During GTC China 2019 conference, NVIDIA’s CEO, Jensen Huang, unveiled their GeForce RTX GPUs being much faster than the next-generation consoles like the PlayStation 5 and the Xbox Project Scarlett (Series X).
At the presentation, NVIDIA’s CEO Jensen Huang showed in a slide the comparison of an old Maxwell-based gaming laptop using the GeForce GTX GPU to a new Turing-based gaming laptop with also the GeForce RTX GPU. These comparisons of both laptops aimed to showcase the Max-Q high-tech. This has totally transformed the laptop gaming market — bringing discrete GPU levels of performance at a snippet of the power quota, offering longer battery times and portability that was not an option in older gaming laptops.

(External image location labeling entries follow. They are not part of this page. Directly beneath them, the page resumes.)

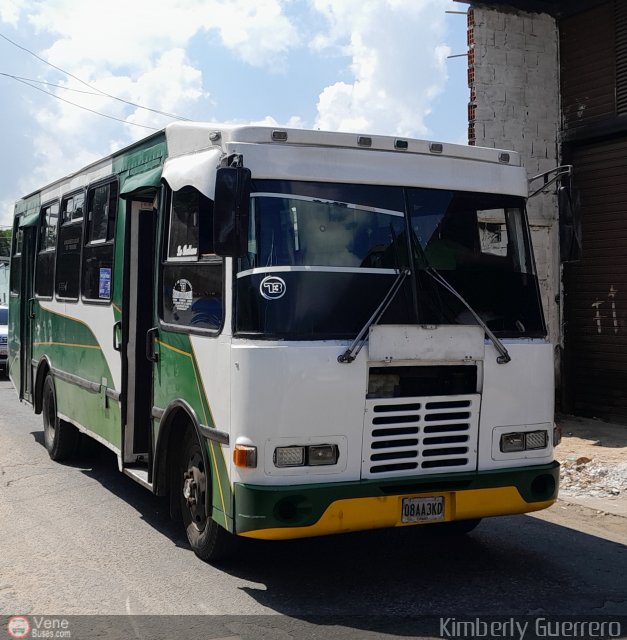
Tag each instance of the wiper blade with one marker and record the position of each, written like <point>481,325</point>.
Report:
<point>504,356</point>
<point>351,353</point>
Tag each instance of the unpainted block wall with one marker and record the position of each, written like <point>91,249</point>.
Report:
<point>513,76</point>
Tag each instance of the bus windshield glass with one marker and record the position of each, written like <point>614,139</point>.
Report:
<point>321,257</point>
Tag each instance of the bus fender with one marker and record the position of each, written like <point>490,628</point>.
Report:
<point>178,414</point>
<point>43,368</point>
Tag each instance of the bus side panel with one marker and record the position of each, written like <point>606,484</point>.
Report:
<point>178,377</point>
<point>72,348</point>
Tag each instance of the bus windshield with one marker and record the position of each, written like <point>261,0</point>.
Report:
<point>322,256</point>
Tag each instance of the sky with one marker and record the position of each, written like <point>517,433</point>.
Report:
<point>368,66</point>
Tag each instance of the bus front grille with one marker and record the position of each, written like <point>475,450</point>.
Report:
<point>419,436</point>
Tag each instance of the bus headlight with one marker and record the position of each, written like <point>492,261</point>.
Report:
<point>289,456</point>
<point>524,441</point>
<point>306,456</point>
<point>322,454</point>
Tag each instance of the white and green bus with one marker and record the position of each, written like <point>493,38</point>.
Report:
<point>292,333</point>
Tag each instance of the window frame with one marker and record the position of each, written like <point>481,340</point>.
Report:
<point>16,274</point>
<point>48,250</point>
<point>165,211</point>
<point>65,224</point>
<point>88,244</point>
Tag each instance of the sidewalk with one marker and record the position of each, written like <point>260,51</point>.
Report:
<point>593,455</point>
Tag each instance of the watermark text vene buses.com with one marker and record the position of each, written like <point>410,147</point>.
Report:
<point>527,628</point>
<point>19,627</point>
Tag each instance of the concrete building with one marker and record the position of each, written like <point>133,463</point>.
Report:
<point>548,78</point>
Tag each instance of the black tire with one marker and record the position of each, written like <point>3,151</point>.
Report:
<point>454,528</point>
<point>209,541</point>
<point>60,437</point>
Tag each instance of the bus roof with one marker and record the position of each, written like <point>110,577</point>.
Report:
<point>186,138</point>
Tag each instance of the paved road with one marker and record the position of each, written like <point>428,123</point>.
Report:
<point>82,538</point>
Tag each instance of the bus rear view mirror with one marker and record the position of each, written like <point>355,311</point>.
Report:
<point>231,211</point>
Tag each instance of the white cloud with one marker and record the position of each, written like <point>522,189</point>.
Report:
<point>397,64</point>
<point>128,34</point>
<point>136,51</point>
<point>10,11</point>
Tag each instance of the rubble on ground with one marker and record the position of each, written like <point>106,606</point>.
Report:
<point>584,477</point>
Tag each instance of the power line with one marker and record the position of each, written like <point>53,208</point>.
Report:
<point>104,115</point>
<point>50,84</point>
<point>104,93</point>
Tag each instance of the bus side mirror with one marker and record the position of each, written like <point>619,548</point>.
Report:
<point>569,225</point>
<point>231,211</point>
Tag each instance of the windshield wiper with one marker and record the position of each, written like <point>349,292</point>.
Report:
<point>351,353</point>
<point>504,356</point>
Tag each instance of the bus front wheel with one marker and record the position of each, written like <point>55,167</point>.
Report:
<point>208,540</point>
<point>60,437</point>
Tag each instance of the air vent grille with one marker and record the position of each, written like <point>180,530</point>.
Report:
<point>432,435</point>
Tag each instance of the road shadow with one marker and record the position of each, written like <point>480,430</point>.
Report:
<point>100,463</point>
<point>596,432</point>
<point>382,581</point>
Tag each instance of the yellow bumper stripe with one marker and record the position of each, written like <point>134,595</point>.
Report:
<point>357,514</point>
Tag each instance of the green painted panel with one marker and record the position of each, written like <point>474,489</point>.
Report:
<point>177,377</point>
<point>90,411</point>
<point>303,505</point>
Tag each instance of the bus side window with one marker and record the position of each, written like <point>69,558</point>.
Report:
<point>68,263</point>
<point>99,246</point>
<point>46,251</point>
<point>192,273</point>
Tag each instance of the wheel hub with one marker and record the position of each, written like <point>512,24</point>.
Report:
<point>194,487</point>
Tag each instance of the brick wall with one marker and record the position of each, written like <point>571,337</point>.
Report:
<point>513,75</point>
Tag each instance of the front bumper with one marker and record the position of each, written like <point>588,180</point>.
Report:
<point>302,511</point>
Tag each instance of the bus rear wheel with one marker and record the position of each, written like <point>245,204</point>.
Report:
<point>60,437</point>
<point>208,540</point>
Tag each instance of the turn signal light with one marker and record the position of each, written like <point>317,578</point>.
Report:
<point>245,456</point>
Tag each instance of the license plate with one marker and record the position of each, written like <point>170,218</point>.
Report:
<point>422,509</point>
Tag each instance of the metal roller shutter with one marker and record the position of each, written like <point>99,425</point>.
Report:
<point>595,289</point>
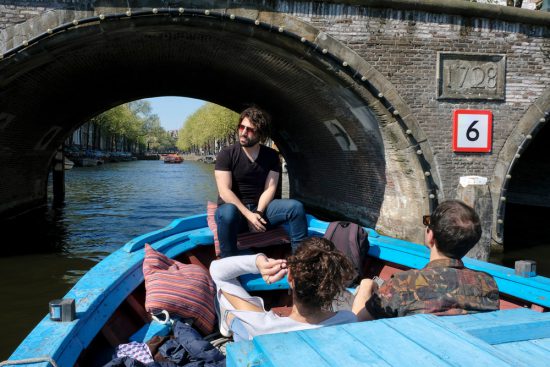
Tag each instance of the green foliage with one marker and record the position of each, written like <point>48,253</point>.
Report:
<point>210,122</point>
<point>135,122</point>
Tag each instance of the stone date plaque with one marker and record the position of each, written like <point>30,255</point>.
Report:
<point>470,76</point>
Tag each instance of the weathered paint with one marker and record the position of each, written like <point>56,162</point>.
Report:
<point>105,286</point>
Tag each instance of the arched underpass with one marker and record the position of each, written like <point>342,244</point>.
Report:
<point>526,229</point>
<point>344,154</point>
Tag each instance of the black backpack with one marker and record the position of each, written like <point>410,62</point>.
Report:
<point>352,240</point>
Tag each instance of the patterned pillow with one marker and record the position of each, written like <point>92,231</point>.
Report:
<point>210,212</point>
<point>184,290</point>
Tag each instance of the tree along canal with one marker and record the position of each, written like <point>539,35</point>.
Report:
<point>106,206</point>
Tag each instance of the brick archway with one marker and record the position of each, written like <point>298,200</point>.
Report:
<point>315,87</point>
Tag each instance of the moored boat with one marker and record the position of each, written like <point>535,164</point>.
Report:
<point>67,163</point>
<point>109,310</point>
<point>173,158</point>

The slide had a Lenovo Y900 featuring GeForce GTX 980M gaming laptop on one side and a more recent Lenovo Y740 gaming laptop using a GeForce RTX 2080 Max-Q graphics chip on the other side of the slide. In the comparison, it wasn’t just about the specs, but it compared to next-gen consoles that are meant to launch officially next year, 2020. The whole comparison is shown in the video below:
The GeForce RTX 2080 Max-Q technology is considered the best of best when it comes to gaming with a notebook. While the non-Max-Q variant is much faster, the portability isn’t up to the Max-Q variant with the same GPU because of its thermal requirement and higher power input.

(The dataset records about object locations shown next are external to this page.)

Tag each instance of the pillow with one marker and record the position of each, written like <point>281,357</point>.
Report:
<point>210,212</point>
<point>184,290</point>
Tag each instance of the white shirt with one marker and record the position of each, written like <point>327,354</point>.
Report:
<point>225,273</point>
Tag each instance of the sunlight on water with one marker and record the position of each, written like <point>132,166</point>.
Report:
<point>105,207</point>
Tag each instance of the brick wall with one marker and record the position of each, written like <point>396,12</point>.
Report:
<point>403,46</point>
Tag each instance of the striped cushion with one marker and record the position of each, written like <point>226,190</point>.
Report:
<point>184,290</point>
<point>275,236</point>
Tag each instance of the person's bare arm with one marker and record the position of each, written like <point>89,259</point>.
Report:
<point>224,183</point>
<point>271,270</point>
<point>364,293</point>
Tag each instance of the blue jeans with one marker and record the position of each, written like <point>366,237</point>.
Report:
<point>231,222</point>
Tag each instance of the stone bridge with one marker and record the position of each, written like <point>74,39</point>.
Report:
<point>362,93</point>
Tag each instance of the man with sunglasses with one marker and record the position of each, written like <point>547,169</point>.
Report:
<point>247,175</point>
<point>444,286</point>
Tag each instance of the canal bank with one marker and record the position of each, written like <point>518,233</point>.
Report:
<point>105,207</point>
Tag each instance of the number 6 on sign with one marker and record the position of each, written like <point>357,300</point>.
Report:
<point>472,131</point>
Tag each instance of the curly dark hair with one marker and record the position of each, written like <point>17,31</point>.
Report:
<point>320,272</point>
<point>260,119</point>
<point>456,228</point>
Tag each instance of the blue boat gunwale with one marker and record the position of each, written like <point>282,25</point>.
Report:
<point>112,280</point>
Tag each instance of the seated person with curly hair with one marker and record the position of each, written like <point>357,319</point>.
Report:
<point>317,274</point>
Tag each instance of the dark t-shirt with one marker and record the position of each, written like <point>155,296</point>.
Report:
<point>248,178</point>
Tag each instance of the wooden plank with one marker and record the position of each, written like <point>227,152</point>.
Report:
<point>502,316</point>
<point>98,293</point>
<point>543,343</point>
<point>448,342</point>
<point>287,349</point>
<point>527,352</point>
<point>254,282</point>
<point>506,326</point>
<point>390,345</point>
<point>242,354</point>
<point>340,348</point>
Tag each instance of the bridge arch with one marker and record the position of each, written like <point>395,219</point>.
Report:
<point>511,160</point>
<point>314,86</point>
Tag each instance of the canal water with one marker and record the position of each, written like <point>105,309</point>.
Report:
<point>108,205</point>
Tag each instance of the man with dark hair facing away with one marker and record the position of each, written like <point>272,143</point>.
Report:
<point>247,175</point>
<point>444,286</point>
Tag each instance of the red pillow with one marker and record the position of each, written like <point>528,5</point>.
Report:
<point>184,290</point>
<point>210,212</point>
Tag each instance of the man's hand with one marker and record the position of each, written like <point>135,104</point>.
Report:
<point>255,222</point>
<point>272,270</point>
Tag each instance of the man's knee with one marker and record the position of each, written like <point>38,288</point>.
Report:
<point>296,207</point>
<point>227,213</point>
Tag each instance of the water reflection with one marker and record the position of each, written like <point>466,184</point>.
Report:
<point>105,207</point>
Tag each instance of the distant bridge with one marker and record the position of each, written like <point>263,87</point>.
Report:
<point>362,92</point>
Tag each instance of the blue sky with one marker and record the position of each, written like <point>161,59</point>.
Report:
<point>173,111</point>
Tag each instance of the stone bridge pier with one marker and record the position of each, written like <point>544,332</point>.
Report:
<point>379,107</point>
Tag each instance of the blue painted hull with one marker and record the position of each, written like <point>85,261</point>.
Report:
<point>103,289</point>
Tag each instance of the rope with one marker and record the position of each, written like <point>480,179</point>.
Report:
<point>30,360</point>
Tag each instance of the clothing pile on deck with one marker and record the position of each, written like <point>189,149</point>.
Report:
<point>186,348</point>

Its obvious NVIDIA is coming to hit the console market fast because both the console market and AMD have been a primary rival for NVIDIA. However, NVIDIA was the first ever to implement the GPU-accelerated ray tracing for the loyal fan-base and mainstream with their GeForce RTX lineup, which was released back in 2018.
Ever since, NVIDIA has transformed the quality of ray tracing and sets such as DLSS in several of their titles, whereas AMD’s first try in the ray tracing is yet to be publicly showcased.
NVIDIA did state that notebook gaming is projected to be one of the fastest-growing markets and even growing faster than the desktop market. Huang stated that there are currently a total of 200 million active users around the globe using NVIDIA GeForce GPUs. However, most of them are desktop users. Still, the notebook segment increases every day.
However, It will be exciting to see AMD’s ray tracing in motion on their new RDNA GPU built for next-gen consoles but in terms of raw GPU performance, desktop graphics card like AMD’s lineup coming out next year poses to be much faster.
Finally, during the launch of next-gen consoles, NVIDIA would be releasing its first 7nm GPUs, which are meant to bring a massive update in terms of the whole performance, along with ray-tracing unique advancements so look out for those too!